According to ABC News, some locals were previously travelling 150 kilometres to Karumba and back as it was cheaper than shopping locally. Now the new solar-powered cyclone-resistant supermarket will make locals’ lives easier.

Community leader Fred Pascoe commented: “The community is really taking ownership over this. The kids are making it a regular hangout.

“We’ve got pensioners going in there to have a coffee in the air conditioning. We’ve got everyone from grandmothers to high-school students behind the registers.”

Gartner’s data predictions

Gartner has released 100 Data and Analytics Predictions Through 2026, a webinar for data and analytics predictions for the next few years, posted on LinkedIn.

The webinar discussed the significance that data and analytics would have on industries in coming years, strategies to help businesses adapt to change, and the impact that data initiatives will have.

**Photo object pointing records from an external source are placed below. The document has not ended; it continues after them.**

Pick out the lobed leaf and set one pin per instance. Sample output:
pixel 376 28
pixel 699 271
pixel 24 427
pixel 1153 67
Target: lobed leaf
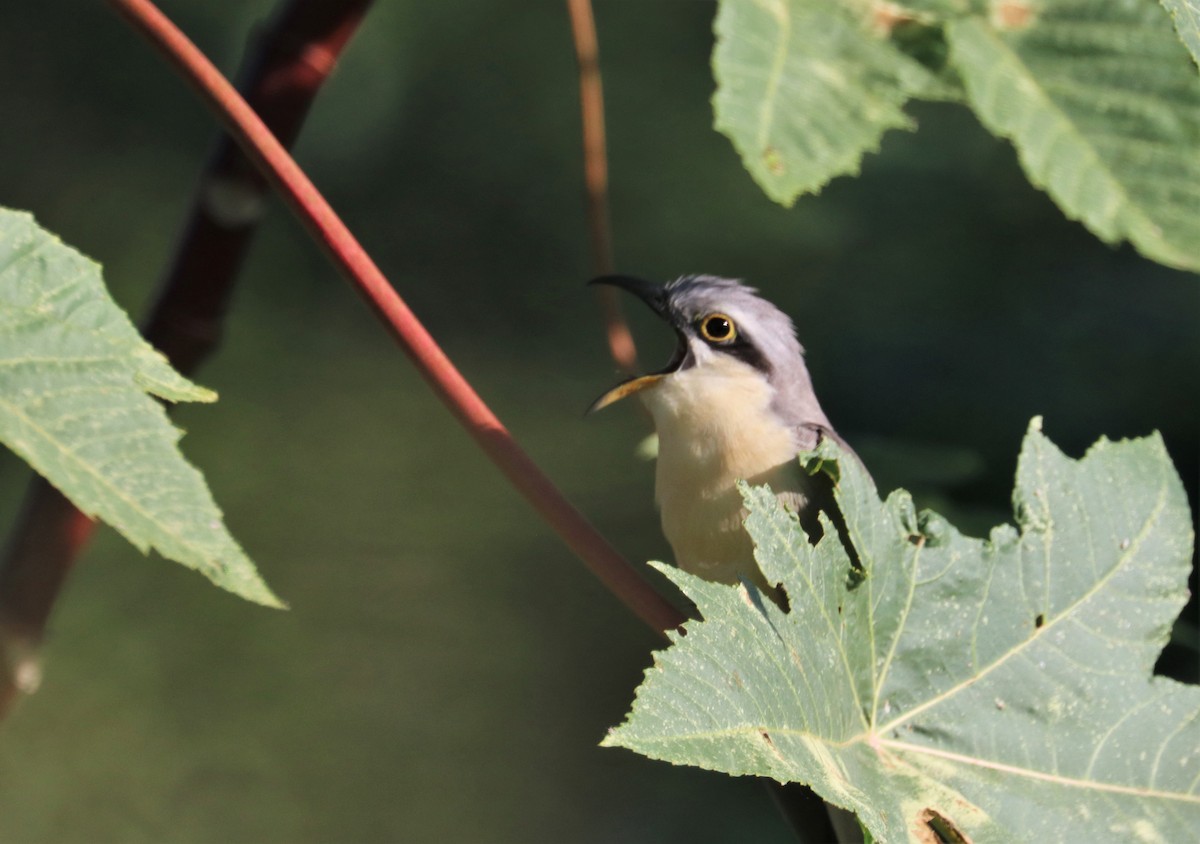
pixel 999 689
pixel 75 377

To listen to 100 Data and Analytics Predictions Through 2026, click here.

Early retirement affecting talent market

Jonathan Boys from CIPD posted a UK Parliament report to LinkedIn, which says early retirement and ageing populations are causing talent shortages.

According to Where have all the Workers Gone? by the Economic Affairs Committee, “economic inactivity has increased by 565,000 people since the start of the pandemic”. This is reportedly the opposite of what was happening prior to 2020, with the main contributor to this change being early retirement.

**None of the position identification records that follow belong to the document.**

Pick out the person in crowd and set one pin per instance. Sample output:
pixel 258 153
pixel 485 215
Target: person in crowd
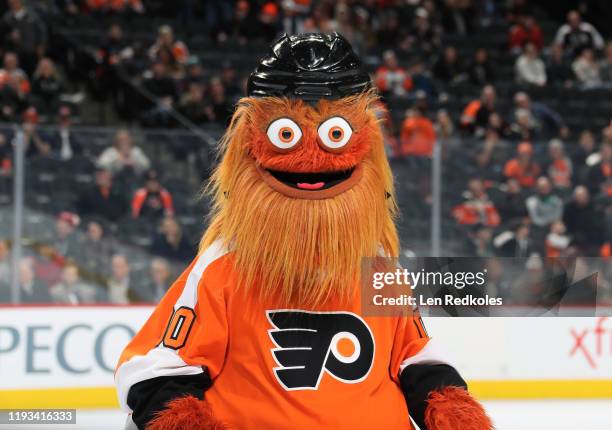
pixel 31 289
pixel 605 65
pixel 523 167
pixel 560 167
pixel 480 70
pixel 448 68
pixel 586 69
pixel 541 118
pixel 391 78
pixel 544 207
pixel 511 205
pixel 47 86
pixel 167 43
pixel 95 252
pixel 156 283
pixel 477 208
pixel 103 198
pixel 5 261
pixel 516 244
pixel 418 135
pixel 26 32
pixel 119 284
pixel 170 243
pixel 64 143
pixel 152 201
pixel 557 240
pixel 576 35
pixel 584 222
pixel 558 71
pixel 64 239
pixel 476 113
pixel 123 154
pixel 71 289
pixel 530 68
pixel 526 30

Lord Bridges of Headley said in a statement: “Why have so many workers left the workforce, after years of declining inactivity? Earlier retirement seems to be the biggest reason.”

He continued: “Those who are already economically inactive are becoming sicker, meaning they’re less likely to return to work. So, while other factors were previously masking the impact of an ageing population on the size of the workforce, they are now reinforcing it.”

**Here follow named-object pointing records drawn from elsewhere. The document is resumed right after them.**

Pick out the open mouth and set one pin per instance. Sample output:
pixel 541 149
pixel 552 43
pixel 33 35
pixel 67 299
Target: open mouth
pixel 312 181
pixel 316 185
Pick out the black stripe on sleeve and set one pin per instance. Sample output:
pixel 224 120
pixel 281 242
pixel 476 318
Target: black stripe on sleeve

Tech companies reducing headcount

The Sydney Morning Herald (SMH) posted an article to LinkedIn outlining how companies are letting go of a significant number of staff.

According to SMH, Microsoft let go of 10,000 employees, Google 12,000, and Amazon 18,000. This is also being experienced in start-ups, with Linktree reportedly letting go of 17 per cent of its workers.

Delivery services like Deliveroo left Australia, and YourGrocer shut completely.

SMH said that while unemployment is at record lows, the tech industry is still experiencing unpredictable turmoil that hopefully doesn’t become the norm.

Jack Campbell

Jack Campbell

Jack is the editor at HR Leader.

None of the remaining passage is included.